Like Ben, I was eager to get my hands on a mindless 2D shooter like Giga Wing. It was supposed to be a welcome break from the huge involving RPGs I've been playing of late. I never intended to scrutinize Giga Wing too severely as I usually lower my expectations for arcade ports and this type of game in particular. That's what makes the game such a sad case—it only needed to be at least average to garner a positive review from me, and it couldn't even do that.
Ben is not kidding when he says, "the action has been pumped up to utter insanity." From the very beginning, the shear amount of enemies and firepower thrown at my fighter plane was overwhelming. No matter how adept you think you are with 2D shooters, you will find yourself dying just as many times as I did while playing. If you don't die from any of the hundreds of projectiles that can come flying at you at every possible moment, you will after losing sight of your plane in all the confusion, and you'll only realize you bought the farm after the continue menu pops up. During two player modes—where these games can really shine—Giga Wing becomes downright unplayable. It is twice as exhausting to keep track of each plane's position on-screen, let alone collect power-ups and multiplier icons.

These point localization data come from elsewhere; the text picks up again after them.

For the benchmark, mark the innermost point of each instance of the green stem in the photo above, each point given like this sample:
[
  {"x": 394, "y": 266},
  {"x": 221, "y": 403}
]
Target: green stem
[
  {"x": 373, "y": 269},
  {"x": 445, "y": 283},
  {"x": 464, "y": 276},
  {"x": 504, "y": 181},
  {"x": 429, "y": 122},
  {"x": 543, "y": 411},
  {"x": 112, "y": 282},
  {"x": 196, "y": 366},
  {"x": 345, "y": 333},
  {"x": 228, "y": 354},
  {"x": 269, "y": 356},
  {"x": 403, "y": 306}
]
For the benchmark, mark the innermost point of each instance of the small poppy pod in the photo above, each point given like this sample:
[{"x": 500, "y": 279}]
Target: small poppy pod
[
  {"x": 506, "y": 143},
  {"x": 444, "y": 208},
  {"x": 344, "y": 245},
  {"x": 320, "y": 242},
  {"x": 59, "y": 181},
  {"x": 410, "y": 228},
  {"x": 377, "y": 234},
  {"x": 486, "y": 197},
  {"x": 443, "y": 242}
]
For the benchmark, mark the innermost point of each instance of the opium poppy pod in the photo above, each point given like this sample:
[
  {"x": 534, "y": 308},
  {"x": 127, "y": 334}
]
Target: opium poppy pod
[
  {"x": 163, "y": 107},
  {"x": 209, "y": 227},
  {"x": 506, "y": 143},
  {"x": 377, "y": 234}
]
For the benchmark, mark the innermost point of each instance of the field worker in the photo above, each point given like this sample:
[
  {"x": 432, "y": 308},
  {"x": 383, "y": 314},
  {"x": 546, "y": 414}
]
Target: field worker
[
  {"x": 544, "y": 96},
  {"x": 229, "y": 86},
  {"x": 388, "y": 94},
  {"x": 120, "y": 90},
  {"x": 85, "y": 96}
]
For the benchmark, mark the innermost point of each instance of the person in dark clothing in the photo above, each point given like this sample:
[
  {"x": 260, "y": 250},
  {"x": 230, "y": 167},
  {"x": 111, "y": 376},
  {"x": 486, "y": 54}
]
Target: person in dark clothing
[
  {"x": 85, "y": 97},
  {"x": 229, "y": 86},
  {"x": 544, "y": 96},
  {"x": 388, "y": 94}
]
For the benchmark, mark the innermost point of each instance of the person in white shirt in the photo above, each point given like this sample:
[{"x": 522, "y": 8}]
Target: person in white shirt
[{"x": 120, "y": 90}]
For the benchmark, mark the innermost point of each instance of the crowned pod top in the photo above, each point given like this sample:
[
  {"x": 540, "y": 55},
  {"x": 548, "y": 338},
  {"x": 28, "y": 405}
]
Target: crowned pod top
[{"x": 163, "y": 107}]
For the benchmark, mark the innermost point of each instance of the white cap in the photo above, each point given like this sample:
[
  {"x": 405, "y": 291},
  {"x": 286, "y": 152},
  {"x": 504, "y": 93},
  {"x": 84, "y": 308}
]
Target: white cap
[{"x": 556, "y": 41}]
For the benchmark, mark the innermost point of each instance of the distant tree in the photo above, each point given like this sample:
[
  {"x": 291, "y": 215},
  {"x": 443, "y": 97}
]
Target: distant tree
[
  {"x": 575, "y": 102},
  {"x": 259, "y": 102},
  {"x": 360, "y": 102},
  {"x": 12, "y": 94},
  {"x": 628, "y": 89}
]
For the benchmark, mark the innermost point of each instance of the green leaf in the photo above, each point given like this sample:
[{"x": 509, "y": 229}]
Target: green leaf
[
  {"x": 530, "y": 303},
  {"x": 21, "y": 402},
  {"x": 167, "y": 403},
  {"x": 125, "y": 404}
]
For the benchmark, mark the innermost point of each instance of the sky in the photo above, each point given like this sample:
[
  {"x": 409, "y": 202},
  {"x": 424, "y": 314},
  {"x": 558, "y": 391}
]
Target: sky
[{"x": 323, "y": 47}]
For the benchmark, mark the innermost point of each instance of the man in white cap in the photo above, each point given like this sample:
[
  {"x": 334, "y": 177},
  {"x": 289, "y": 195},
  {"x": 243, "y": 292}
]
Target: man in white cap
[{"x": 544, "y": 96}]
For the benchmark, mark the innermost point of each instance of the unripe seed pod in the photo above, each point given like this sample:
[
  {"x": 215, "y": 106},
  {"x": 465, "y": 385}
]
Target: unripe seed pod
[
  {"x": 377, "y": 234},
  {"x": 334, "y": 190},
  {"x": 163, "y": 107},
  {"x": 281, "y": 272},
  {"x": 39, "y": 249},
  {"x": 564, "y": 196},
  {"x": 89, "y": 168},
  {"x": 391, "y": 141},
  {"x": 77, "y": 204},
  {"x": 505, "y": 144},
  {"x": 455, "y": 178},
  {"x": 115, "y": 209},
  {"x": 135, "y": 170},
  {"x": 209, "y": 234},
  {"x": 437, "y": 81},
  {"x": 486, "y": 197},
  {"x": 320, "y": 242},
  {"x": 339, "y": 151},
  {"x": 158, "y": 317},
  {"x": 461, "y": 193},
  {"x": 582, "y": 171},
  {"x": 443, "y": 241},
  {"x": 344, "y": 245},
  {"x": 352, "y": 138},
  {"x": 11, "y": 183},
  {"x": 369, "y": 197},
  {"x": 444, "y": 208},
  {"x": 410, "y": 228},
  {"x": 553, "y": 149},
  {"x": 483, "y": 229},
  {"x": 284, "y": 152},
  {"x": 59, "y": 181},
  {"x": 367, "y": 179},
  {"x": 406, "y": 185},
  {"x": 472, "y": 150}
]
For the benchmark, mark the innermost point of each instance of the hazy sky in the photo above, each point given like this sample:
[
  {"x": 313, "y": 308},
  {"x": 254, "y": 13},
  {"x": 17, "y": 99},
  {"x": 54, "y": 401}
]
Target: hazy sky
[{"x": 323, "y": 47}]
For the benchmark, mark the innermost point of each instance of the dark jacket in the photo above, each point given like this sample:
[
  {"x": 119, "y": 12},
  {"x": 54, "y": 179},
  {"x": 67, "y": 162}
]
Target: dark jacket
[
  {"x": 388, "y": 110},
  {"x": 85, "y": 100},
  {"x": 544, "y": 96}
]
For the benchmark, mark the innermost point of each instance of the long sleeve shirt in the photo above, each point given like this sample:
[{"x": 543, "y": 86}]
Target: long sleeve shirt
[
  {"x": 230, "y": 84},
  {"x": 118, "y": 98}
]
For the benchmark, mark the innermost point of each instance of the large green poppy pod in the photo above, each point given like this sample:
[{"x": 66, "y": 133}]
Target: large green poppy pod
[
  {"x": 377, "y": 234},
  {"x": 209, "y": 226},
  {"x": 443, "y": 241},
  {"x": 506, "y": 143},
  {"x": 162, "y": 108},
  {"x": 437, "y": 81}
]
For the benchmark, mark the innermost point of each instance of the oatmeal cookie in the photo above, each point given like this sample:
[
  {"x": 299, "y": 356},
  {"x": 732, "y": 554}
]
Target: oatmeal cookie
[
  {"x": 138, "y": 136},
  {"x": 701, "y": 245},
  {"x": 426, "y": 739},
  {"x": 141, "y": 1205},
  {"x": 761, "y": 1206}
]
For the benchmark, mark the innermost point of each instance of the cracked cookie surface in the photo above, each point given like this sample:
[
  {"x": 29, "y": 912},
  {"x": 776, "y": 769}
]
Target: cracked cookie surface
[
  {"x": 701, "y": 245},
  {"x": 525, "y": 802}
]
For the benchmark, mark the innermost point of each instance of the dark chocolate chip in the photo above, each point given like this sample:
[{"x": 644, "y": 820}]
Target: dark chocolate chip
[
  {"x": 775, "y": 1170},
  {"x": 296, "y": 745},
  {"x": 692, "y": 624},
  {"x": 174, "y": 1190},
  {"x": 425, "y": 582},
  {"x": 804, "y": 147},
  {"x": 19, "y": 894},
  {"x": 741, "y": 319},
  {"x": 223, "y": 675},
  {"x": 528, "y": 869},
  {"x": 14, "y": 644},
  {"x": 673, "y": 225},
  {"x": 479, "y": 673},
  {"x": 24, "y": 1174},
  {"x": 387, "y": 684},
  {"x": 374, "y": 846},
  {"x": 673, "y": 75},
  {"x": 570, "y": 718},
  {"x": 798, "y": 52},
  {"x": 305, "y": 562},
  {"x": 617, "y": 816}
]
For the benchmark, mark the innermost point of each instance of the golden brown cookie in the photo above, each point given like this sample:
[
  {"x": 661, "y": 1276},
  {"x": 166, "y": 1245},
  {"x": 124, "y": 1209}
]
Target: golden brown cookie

About the only positive thing I could find in the game—aside from the fact that it didn't melt my Dreamcast—was that there is a nice selection of planes. They aren't anything spectacular, but they are unique enough to offer some replay value to the most diehard of gamers. The only other positive I noticed while playing was the game's length. To keep this torture as short as possible was the least the developer could do for suckering someone into shelling out $50 for this game. In the end, neither of these points can take away from the fact that Giga Wing is one of the most unimaginative and unexciting games I have ever encountered.